Gazeteer of France’s great oak woods – Bitche, national and communal
21 February 2019The massif of Bitche in the Moselle comprises 19,000 hectares (almost 47,000 acres) of national forest and more than 1000 hectares (2470 acres) of locally held forest.
Published in October 2018, the book The oak in majesty, from forest to wine highlights the concept of forest terroir: a specific soil, aspect, and rainfall, as well as a particular exposure to sunlight, to which should be added the species or variety of tree, the density of plantation, as well as average age, all of which will influence the grain and quality of the wood. The value of a mature high forest will thus depend on both the terroir and in the way in which it has been “led,” as French winegrowers say, or managed, in the words of the forester.
The book, fully illustrated with photographies, compile, through a gazeteer with a lot of details about geography, mesoclimate and history, a list of twenty-six beautiful oak wood forests, as the forest of Bitche.
The massif of Bitche in the Moselle comprises 19,000 hectares (almost 47,000 acres) of national forest and more than 1000 hectares (2470 acres) of locally held forest. This is a recurrent configuration in eastern France. Many communal forests exist in the country (2.5 m. ha, or 61.7 m. acres, or 16% in surface area), managed most of the time by the ONF. “Bitche is in fact made up of seven forests extending east to west that form part of the Natural Regional Park of the North Vosges. Oak, the overwhelming majority sessile, holds its own here (30%), before beech and pine,” declares Franck Jacquemin, ONF director at Sarrebourg. The quantity of conifers is not only explained by the annexation by Germany in 1870, after which Lorraine was occupied and foresters from the other side of the Rhine planted fast-growing species, but also by the poor, sandy soils intermixed with Vosges sandstone.

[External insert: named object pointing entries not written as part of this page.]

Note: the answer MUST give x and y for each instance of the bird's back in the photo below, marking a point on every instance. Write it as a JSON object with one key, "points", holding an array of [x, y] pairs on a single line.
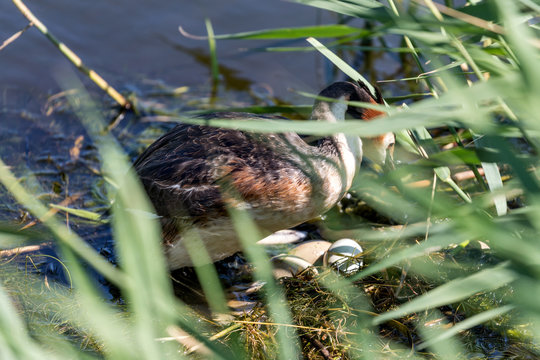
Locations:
{"points": [[194, 172]]}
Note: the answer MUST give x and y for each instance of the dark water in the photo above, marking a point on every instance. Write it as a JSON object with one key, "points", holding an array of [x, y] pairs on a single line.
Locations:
{"points": [[128, 41]]}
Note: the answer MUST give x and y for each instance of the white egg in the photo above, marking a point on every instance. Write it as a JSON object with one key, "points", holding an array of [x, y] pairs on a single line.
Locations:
{"points": [[345, 256], [299, 258]]}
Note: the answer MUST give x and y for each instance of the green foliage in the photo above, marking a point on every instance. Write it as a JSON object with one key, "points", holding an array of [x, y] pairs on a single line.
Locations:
{"points": [[496, 104]]}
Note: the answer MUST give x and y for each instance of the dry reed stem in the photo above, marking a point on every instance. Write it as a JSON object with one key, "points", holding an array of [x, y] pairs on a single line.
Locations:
{"points": [[68, 53], [15, 36], [23, 249]]}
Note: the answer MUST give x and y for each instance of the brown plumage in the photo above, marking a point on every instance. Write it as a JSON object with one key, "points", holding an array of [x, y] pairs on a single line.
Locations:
{"points": [[193, 173]]}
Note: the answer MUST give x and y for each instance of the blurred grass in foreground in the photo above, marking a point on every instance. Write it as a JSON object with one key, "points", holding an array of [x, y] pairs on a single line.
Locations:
{"points": [[454, 255]]}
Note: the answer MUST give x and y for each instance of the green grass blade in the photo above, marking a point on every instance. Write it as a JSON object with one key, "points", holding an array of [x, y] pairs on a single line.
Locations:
{"points": [[84, 214], [454, 291], [249, 234], [468, 323], [213, 54]]}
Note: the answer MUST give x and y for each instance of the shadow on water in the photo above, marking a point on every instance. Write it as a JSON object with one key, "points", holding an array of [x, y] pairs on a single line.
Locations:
{"points": [[51, 153]]}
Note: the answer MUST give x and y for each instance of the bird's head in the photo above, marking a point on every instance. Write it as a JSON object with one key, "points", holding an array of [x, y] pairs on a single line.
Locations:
{"points": [[377, 149]]}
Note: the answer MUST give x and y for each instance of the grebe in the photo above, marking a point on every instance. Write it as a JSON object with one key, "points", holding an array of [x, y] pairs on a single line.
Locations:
{"points": [[193, 173]]}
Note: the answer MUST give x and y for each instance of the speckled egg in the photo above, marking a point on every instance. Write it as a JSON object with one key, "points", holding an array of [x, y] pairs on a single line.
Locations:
{"points": [[345, 255]]}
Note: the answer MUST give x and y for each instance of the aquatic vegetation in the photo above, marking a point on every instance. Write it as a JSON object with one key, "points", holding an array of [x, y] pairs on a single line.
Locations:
{"points": [[450, 237]]}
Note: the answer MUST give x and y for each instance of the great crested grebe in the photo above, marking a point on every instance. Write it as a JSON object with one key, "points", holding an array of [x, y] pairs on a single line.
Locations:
{"points": [[193, 173]]}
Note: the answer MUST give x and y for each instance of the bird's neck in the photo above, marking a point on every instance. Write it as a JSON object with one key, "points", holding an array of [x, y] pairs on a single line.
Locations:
{"points": [[346, 149]]}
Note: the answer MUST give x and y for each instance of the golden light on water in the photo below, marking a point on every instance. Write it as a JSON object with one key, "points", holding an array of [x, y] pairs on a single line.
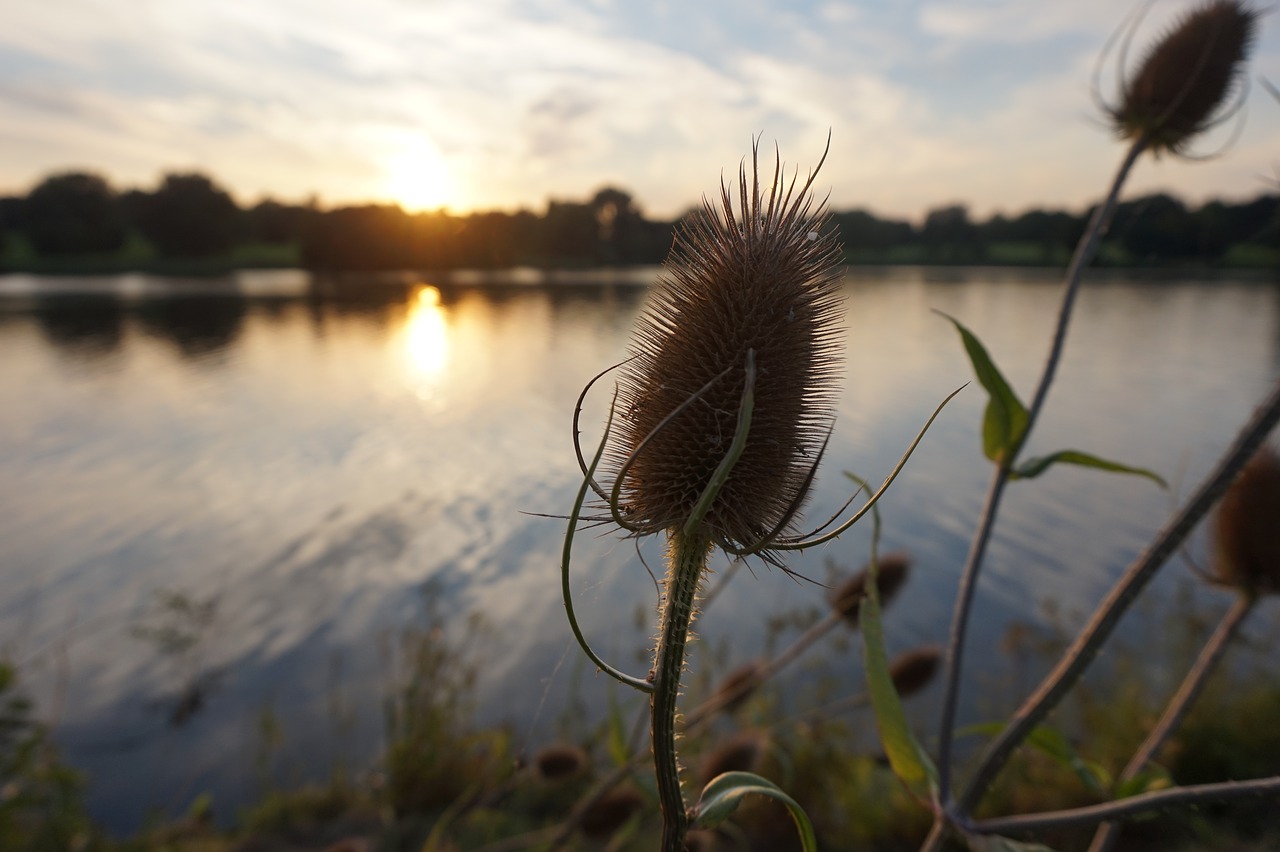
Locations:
{"points": [[426, 334]]}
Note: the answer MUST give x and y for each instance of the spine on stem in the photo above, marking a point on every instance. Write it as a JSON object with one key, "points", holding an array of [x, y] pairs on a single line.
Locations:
{"points": [[686, 562]]}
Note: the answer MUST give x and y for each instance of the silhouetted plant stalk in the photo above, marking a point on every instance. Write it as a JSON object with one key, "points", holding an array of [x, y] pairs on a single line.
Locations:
{"points": [[720, 421], [1178, 708], [1176, 94]]}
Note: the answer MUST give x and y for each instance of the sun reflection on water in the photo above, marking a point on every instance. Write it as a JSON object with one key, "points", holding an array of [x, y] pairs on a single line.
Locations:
{"points": [[426, 338]]}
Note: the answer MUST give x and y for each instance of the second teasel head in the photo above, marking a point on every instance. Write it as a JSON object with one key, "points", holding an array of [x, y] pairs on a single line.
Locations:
{"points": [[1185, 78], [749, 297], [1247, 528]]}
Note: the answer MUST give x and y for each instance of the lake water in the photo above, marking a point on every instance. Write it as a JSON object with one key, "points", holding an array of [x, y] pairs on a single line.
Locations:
{"points": [[323, 462]]}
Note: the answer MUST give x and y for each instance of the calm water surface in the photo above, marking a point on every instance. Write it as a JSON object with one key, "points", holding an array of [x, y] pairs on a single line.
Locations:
{"points": [[324, 465]]}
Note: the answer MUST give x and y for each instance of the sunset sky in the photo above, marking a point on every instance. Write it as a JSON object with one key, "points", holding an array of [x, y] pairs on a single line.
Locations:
{"points": [[496, 104]]}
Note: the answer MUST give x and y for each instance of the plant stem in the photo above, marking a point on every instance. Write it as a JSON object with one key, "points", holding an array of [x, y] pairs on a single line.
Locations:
{"points": [[1125, 807], [1089, 641], [686, 560], [1084, 253], [1178, 706]]}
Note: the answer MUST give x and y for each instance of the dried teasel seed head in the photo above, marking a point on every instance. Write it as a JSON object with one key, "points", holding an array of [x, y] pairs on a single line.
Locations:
{"points": [[892, 571], [762, 279], [739, 754], [737, 686], [560, 761], [1247, 528], [1184, 79], [913, 670], [611, 811]]}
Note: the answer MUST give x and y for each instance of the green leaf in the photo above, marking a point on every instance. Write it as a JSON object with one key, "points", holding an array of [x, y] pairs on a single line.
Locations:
{"points": [[909, 761], [1005, 420], [725, 792], [1033, 467]]}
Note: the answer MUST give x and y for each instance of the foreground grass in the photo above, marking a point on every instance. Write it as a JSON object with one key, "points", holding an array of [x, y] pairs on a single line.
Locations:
{"points": [[444, 784]]}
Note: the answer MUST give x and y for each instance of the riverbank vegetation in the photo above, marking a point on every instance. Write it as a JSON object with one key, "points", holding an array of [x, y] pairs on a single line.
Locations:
{"points": [[77, 223], [442, 783]]}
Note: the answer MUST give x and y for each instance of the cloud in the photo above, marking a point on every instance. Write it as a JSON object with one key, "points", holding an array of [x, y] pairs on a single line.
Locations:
{"points": [[929, 101]]}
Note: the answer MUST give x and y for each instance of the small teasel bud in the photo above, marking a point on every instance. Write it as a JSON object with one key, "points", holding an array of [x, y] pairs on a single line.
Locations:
{"points": [[737, 686], [753, 291], [913, 670], [611, 811], [1247, 527], [560, 761], [892, 569], [1184, 79], [739, 754]]}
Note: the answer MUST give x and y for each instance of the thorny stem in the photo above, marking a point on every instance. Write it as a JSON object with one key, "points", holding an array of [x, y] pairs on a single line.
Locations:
{"points": [[1121, 596], [1178, 706], [686, 562], [1084, 253]]}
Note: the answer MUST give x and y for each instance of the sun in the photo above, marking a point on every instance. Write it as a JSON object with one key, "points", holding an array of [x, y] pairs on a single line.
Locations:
{"points": [[417, 177]]}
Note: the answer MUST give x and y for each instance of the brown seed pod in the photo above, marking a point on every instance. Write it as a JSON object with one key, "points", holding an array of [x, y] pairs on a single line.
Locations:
{"points": [[894, 568], [611, 811], [739, 754], [1185, 78], [560, 761], [1247, 528], [760, 285], [737, 686], [913, 670]]}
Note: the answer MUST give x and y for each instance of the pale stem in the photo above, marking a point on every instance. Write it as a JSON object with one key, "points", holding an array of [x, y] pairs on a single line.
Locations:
{"points": [[1084, 253], [1136, 577], [1178, 706], [686, 559]]}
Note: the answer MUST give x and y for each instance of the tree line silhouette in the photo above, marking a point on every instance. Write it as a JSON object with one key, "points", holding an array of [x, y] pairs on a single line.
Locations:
{"points": [[80, 215]]}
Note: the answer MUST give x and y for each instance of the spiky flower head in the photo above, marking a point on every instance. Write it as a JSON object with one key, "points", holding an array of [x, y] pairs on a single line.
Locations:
{"points": [[1187, 76], [913, 670], [1247, 527], [749, 296]]}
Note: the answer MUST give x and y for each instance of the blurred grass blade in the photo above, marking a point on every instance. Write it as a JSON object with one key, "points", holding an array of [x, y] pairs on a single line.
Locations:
{"points": [[1005, 418], [725, 792], [1033, 467], [995, 843], [1054, 745]]}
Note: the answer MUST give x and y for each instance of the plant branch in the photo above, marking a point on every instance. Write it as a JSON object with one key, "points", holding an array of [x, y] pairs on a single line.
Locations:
{"points": [[1179, 705], [1121, 596], [686, 563], [1128, 807], [1084, 253]]}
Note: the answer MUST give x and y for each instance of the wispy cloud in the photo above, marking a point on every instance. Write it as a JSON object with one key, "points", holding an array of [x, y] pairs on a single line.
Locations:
{"points": [[927, 102]]}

With an average altitude of 350 meters (1150 feet), the abrupt hills are carved out by many rivers and receive c. 960 mm (37¾ in.) of rain per annum. “It is a very beautiful forest,” one buyer remarks, “they are but little units, and only one or two trucks of wood are taken a year. But, when you hammer in the wedge, the oak splits like a dream.” An oak wood of the continental type, in which the acorn season is unpredictable, it possesses an intermediate Atlantic profile. The peat bogs teem with so many game animals such as red deer and wild boar that hunting barely holds them in check. Though the mayor of Eguelshardt (from the Old German Hard, “forest with pasture”) was unsuccessful in his application to the ONF for “exceptional forest” status, the Pays de Bitche is classified as a Biosphere Reserve by UNESCO. An experiment undertaken in 2002, within the framework of the Cooperage Oak 2000 program, found that oaks from Bitche are “particularly well suited to ageing Syrah.”